Gravity and its effect on electrons

Question

If gravity pulls everything downward why do electrons in a vertically held wire with a voltage across it not experience a downward pull?

Answer 1

An electron does feel a downward pull from the Earth. It's worth while getting a feel for how this pull compares with the electromagnetic forces it feels. To do this I'll compare two forces:

• the force the electron feels at the Earth's surface because the Earth is pulling on it gravitationally (this is just the weight of the electron, of course);
• the electrostatic force it would feel if the Earth was replaced by a proton at the centre of the Earth.

OK, so for the first of these we can work it out from first principles (I could cheat and just say that I know that $g\approx 10\,\mathrm{ms^{-2}}$ but I want to actually give the equations so you can see it).

What I will do, in both cases is assume Newton's shell theorem, which says that the effect of a spherically-symmetric distribution of mass, outside the distribution, is equivalent to a point mass at its centre.

So, for the gravitational force we can use Newton's law of gravity and the shell theorem to say that

$$F_G = -\frac{Gm_eM}{R^2}$$

Where $G$ is the gravitational constant, $m_e$ is the mass of an electron, $M$ is the mass of the Earth, $R$ is the radius of the Earth. Well, we can look up values for these things and we get

$$F_G \approx -9\times 10^{-30}\,\mathrm{N}$$

(And if you do the simpler calculation $m_e g$ you'll see that this is indeed right.)

So that's the force the electron feels due to the Earth's gravity. What's the electrostatic force it would feel due to a proton at the centre of the Earth? Well,

$$F_E = -\frac{1}{4\pi\epsilon_0}\frac{q_e q_e}{R^2}$$

Where $\epsilon_0$ is the permittivity of free space, $q_e$ is the charge on the electron (which is the same as the charge on the proton). And we can look up the numbers again, and we get

$$F_E \approx -5.7\times 10^{-42}\,\mathrm{N}$$

Which is comfortably less: the gravitational pull on an electron from the entire Earth is indeed more than the electrostatic pull from a single proton at the centre of the Earth. It's more by about $1.6\times 10^{12}$.

Well, $1.6\times 10^{12}$ protons have a mass of about $2.6\times 10^{-15}\,\mathrm{kg}$: about 2.6 picograms.

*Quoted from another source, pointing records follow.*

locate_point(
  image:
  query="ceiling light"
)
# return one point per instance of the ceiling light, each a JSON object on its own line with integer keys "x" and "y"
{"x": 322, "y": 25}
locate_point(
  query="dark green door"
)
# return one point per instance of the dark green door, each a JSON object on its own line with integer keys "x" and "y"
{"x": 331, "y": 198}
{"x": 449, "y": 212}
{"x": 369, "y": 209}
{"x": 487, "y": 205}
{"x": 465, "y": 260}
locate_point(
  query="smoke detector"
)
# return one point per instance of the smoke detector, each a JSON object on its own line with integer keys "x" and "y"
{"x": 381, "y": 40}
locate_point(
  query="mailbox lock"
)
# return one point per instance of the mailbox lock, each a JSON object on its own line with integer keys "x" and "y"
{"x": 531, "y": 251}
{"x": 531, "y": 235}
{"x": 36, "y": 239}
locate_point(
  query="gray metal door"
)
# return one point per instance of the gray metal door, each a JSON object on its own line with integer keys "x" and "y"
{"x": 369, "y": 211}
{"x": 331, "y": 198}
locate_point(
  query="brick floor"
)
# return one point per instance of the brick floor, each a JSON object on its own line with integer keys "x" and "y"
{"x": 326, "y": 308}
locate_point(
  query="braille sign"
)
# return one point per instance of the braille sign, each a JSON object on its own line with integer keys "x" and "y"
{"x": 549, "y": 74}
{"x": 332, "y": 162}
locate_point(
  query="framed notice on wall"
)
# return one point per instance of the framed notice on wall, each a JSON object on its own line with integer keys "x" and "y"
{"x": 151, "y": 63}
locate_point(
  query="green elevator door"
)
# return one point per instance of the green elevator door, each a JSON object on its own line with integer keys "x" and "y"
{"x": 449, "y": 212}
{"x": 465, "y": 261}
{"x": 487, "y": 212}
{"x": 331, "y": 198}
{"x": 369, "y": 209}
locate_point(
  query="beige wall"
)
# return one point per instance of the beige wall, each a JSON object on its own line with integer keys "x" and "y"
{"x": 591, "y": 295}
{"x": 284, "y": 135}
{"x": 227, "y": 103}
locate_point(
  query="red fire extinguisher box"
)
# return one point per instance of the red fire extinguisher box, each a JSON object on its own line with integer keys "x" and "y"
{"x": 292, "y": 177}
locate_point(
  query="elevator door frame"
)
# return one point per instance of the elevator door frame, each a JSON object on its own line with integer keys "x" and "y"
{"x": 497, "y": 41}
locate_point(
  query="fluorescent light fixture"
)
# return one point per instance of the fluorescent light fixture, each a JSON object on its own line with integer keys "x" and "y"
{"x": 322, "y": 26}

So this means that, in order to exert an electrostatic force on the electron equal to the force exerted on it by the entire Earth, you would need about 2.6 picograms of protons at the centre of the Earth: a ratio of about $2.3\times 10^{39}$ (or 1.4 femtograms of electrons, a ratio of about $4.2\times 10^{42}$).

Gravity is really, really, weak.

Answer 2

First of all: the force exerted on something with the mass of an electron by gravity is really small.

Removing an electron from an electrically neutral conductor would mean there's suddenly energy there¹, and now another electron would try to absorb that, because it would be forced to by the electrical field of the local positive charge.

Furthermore, electrons are never at rest, but always are subject to extensive random motion and typically, oscillations; they thus sometimes approach each other, then get slowed down by the opposing electrical field of the other electron, and thus tend to fill the whole conductor. You can think of that much like the osmosis happening with solubles in water. (or of an electron gas)

Then, maybe you'd want to abandon the idea of the electron as something being a "small ball of little mass with a negative elementary charge". That's a useful understanding when you need to explain quantized current flows, and for easy understanding of basic chemistry, but it's an insufficient model for what happens with electrons in metals.

In metals, we consider electrons to be unlocated in the usual sense of location; they don't have a certain place at any time, but just a function that we can use to calculate a probability density of their place and/or energy. So, you never "pull" on a single electron with your gravity, but on all the electrons in a certain energy band; that's basically just a term in the potential in Schroedinger's equation, but compared to usual other effects (periodic structure of atoms in crystals, external electrical fields,…), gravity is so weak, that you can safely ignore it for most purposes.

Answer 3

I just wanted to add to Dampmaskin. The electric force between two electrons is $$K\frac{e^2}{d^2}$$ where $$K=9. 10^9$$. The gravitational force is $$\frac{Gm^2}{d^2}$$. The ratio of both gives $$Fg/Fe = G/K (m/e)^2 = \frac{6.67 10^-11}{9. 10^9}\frac{10^{-60}}{10^{-38}} = 10^{-40}$$ That is how small the gravitational force is compared with the electrical force.